Muss man das machen, wenn man Dezernent für Digitalisierung ist?

Murrack (lacht) Nein. Ich habe die sozialen Medien auch schon vor meiner Ernennung in Duisburg genutzt, Das mache ich schon seit einigen Jahren. Allerdings habe ich dabei auch schon immer zwischen Beruflichem und Privatem unterschieden und achte darauf, was ich auf diesem Weg kommuniziere.

Wie hat Ihr Umfeld eigentlich reagiert, als bekannt wurde, dass Sie als Dezernent ausgerechnet nach Duisburg gehen?

Murrack Das war absolut zweigeteilt. Meine Freunde und Bekannten aus dem Ruhrgebiet haben gesagt: „Endlich kommst Du dahin zurück, wo Du hingehörst.“

Und die Anderen?

Murrack Die konnten zunächst nicht verstehen, dass ich meine Stellung als Beamter auf Lebenszeit für eine zeitlich befristete Tätigkeit als Dezernent in Duisburg aufgegeben habe. Schließlich war ich zuvor Abteilungsleiter in der Staatskanzlei in Düsseldorf und bin nun ja nur für acht Jahre als Beigeordneter gewählt. Aber sie konnten letztendlich meine Gründe nachvollziehen.

Wenn es eine Skala für gelungene Digitalisierung von 1 bis 10 gäbe – wo wäre Duisburg da momentan angesiedelt?

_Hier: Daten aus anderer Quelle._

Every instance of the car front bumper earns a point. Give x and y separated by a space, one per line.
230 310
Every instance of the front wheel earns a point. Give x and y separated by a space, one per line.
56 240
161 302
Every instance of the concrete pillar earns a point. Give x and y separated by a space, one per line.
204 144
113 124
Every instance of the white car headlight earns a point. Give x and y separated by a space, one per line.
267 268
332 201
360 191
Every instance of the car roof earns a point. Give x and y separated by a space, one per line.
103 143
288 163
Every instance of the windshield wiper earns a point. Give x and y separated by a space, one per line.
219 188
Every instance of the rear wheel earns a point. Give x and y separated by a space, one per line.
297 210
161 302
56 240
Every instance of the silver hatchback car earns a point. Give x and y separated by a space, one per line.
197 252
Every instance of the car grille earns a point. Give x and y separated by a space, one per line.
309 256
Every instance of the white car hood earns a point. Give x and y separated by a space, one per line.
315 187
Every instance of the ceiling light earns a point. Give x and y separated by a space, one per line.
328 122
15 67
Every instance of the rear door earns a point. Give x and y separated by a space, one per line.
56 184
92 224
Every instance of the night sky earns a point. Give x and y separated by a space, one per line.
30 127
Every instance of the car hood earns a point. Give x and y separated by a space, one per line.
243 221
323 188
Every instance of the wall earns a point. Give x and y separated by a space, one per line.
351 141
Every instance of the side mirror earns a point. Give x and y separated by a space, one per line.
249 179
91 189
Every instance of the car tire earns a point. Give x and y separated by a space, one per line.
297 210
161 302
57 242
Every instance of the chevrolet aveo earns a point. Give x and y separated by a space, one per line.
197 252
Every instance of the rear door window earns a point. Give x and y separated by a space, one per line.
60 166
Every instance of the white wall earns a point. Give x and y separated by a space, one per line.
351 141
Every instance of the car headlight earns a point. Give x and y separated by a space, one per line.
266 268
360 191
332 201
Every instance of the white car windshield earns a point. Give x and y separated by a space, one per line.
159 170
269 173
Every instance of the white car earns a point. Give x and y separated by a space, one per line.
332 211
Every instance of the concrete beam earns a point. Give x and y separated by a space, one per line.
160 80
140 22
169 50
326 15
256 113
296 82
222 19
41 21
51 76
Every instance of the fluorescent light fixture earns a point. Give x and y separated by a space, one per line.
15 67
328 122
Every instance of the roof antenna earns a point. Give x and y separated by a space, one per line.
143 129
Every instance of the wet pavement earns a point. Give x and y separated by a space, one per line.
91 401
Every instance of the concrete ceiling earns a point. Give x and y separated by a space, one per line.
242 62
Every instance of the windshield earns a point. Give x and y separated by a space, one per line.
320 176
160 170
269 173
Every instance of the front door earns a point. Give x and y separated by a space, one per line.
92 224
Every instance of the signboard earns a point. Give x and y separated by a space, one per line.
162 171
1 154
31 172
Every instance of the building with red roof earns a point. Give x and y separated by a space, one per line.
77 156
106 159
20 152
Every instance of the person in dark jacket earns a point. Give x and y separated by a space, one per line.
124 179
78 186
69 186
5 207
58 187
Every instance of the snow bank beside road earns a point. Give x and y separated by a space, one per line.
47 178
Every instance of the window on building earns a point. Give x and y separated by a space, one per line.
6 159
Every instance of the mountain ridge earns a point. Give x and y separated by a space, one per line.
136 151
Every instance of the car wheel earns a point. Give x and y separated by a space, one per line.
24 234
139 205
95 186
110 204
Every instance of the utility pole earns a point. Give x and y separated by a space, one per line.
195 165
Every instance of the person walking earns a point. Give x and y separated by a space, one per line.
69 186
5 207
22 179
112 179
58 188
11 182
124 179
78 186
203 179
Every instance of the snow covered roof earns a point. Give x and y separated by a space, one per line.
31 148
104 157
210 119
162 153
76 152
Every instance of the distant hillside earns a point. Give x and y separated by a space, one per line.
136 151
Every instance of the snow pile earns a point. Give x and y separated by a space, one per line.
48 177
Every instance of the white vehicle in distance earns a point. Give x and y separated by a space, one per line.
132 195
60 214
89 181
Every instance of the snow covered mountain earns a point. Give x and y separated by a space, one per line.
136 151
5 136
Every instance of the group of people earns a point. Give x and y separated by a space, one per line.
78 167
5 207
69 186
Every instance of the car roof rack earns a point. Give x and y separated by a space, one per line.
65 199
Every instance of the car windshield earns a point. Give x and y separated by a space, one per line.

Murrack Ich würde sagen im guten Mittelfeld, so etwa zwischen 4 und 6. Die Duisburger selbst würden wahrscheinlich 2 bis 3 sagen, weil sie ihre Stadt häufig zu kritisch sehen. Dabei sind wir beim Thema Digitalisierung bei Stadt und Verwaltung durchaus vergleichbar mit Düsseldorf, Essen oder Köln. Das kann ich beurteilen, schließlich habe ich schon in diesen Städten gearbeitet.

Wenn man eine Stadtverwaltung digitaler aufstellen will, stößt man bestimmt auch auf Widerstände – gerade auch bei den älteren Kollegen.

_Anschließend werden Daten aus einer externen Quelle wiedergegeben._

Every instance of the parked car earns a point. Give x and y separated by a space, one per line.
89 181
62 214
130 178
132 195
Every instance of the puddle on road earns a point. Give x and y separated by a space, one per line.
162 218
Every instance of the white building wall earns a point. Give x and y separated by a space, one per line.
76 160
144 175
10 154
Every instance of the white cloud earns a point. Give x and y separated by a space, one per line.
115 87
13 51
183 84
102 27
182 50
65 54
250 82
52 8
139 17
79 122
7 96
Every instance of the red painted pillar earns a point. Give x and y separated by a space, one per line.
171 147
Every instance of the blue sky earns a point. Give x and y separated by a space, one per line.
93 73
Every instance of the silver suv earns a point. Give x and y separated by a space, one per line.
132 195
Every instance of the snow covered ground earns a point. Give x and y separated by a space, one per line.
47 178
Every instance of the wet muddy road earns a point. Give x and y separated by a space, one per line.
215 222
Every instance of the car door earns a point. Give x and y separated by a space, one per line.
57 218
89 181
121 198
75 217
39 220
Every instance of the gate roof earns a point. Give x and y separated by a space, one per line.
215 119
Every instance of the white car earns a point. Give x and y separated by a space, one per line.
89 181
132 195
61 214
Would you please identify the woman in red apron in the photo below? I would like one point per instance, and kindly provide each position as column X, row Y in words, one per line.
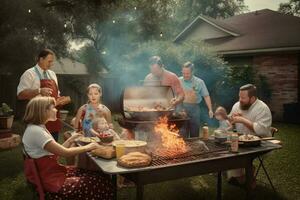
column 62, row 182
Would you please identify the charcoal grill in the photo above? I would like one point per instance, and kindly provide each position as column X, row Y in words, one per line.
column 195, row 152
column 215, row 160
column 139, row 102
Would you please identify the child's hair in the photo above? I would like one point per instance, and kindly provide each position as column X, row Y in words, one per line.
column 94, row 85
column 96, row 121
column 221, row 111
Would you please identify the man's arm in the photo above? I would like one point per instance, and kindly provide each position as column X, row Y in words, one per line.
column 28, row 94
column 243, row 120
column 209, row 106
column 179, row 92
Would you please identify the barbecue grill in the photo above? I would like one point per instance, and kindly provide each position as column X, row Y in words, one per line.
column 197, row 150
column 146, row 102
column 141, row 107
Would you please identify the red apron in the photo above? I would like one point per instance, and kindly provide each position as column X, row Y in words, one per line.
column 52, row 174
column 52, row 126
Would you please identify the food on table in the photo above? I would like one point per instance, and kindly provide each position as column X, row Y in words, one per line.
column 134, row 159
column 88, row 139
column 246, row 138
column 107, row 152
column 106, row 137
column 130, row 143
column 156, row 107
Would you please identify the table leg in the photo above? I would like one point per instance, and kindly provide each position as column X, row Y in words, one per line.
column 219, row 186
column 115, row 186
column 139, row 191
column 249, row 180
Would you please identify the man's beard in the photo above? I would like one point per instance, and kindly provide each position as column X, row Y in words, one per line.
column 245, row 106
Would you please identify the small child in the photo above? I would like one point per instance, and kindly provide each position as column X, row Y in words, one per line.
column 222, row 117
column 100, row 125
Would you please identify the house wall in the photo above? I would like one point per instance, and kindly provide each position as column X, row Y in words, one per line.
column 282, row 72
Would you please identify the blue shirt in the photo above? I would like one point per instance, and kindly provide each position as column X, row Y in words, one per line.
column 197, row 85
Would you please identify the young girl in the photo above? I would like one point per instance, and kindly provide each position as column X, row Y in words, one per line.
column 62, row 182
column 89, row 111
column 100, row 125
column 222, row 117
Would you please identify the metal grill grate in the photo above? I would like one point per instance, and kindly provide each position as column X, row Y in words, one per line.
column 196, row 152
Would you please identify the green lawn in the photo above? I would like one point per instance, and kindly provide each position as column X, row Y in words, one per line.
column 283, row 167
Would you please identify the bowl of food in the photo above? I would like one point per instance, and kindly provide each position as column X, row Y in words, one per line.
column 106, row 137
column 220, row 136
column 249, row 140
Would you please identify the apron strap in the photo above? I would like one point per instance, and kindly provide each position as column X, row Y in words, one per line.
column 39, row 74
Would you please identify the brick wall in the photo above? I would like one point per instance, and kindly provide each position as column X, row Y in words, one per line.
column 282, row 73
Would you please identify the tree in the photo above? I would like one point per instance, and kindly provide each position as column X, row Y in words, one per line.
column 30, row 28
column 292, row 7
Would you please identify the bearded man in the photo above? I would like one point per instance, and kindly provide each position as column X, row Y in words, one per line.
column 251, row 115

Murrack Das ist keine Altersfrage. Es stimmt natürlich: Eine solche Entwicklung stemmt nicht ein Dezernent alleine. Aber es gab eigentlich niemanden, der partout abblocken wollte, die meisten sind bei der Digitalisierung sehr positiv gestimmt. Das zeigte sich auch bei einer Zukunftswerkstatt mit den Kollegen vom Ordnungsamt und dem Amt für bezirkliche Angelegenheiten in der Jugendherberge Wedau. Die Motivation ist da bei vielen noch größer geworden.

Warum braucht Duisburg für die Digitalisierung überhaupt einen Masterplan?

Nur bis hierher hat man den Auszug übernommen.